Authors' Affiliations: ¹ Department of Molecular Biology, Cancer Research Institute, ² First Department of Internal Medicine, ³ Department of Public Health, and ⁴ Department of Oral Surgery, Sapporo Medical University, Sapporo, Japan; ⁵ Division of Gastroenterology and Hepatology, Department of Internal Medicine, St. Marianna University School of Medicine, Kawasaki, Japan; ⁶ PRESTO, JST, Japan, Kawaguchi, Japan; and ⁷ Division of Molecular Oncology, Aichi Cancer Center, Nagoya, Japan

Requests for reprints: Minoru Toyota, First Department of Internal Medicine, Sapporo Medical University, South 1, West 16, Chuo-ku, Sapporo 060-8543, Japan. Phone: 81-11-611-2111, ext. 3211; Fax: 81-11-618-3313; E-mail: mtoyota{at}sapmed.ac.jp.

Purpose: PR (PRDI-BF1 and RIZ) domain proteins (PRDM) are a subfamily of the kruppel-like zinc finger gene products that play key roles during cell differentiation and malignant transformation. The aim of the present study was to begin to examine the involvement of epigenetic alteration of PRDM expression in gastric and colorectal cancer.

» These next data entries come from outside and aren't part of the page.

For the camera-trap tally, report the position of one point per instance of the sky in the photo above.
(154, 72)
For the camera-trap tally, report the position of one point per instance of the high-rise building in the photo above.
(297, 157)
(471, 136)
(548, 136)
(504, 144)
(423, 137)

Experimental Design: We used real-time PCR to assess expression of PRDM1-17. In addition, we used bisulfite PCR to assess DNA methylation and chromatin immunoprecipitation to assess histone modification in colorectal and gastric cancer cell lines lacking PRDM5 expression.

Results: Among the 17 PRDM family genes tested, we found that PRDM5 is the most frequently silenced in colorectal and gastric cancer cell lines. Silencing of PRDM5 was mediated by either DNA methylation or trimethylation of Lys²⁷ of histone H3. Introduction of PRDM5 into cancer cells suppressed cell growth, suggesting that it acts as a tumor suppressor in gastrointestinal cancers. Methylation of PRDM5 was detected in 6.6% (4 of 61) of primary colorectal and 50.0% (39 of 78) of primary gastric cancers but not in noncancerous tissue samples collected from areas adjacent to the tumors.

Conclusions: Our data suggest that epigenetic alteration of PRDM5 (e.g., methylation of its 5'-CpG island or trimethylation of Lys²⁷ of histone H3) likely plays a key role in the progression of gastrointestinal cancers and may be a useful molecular marker.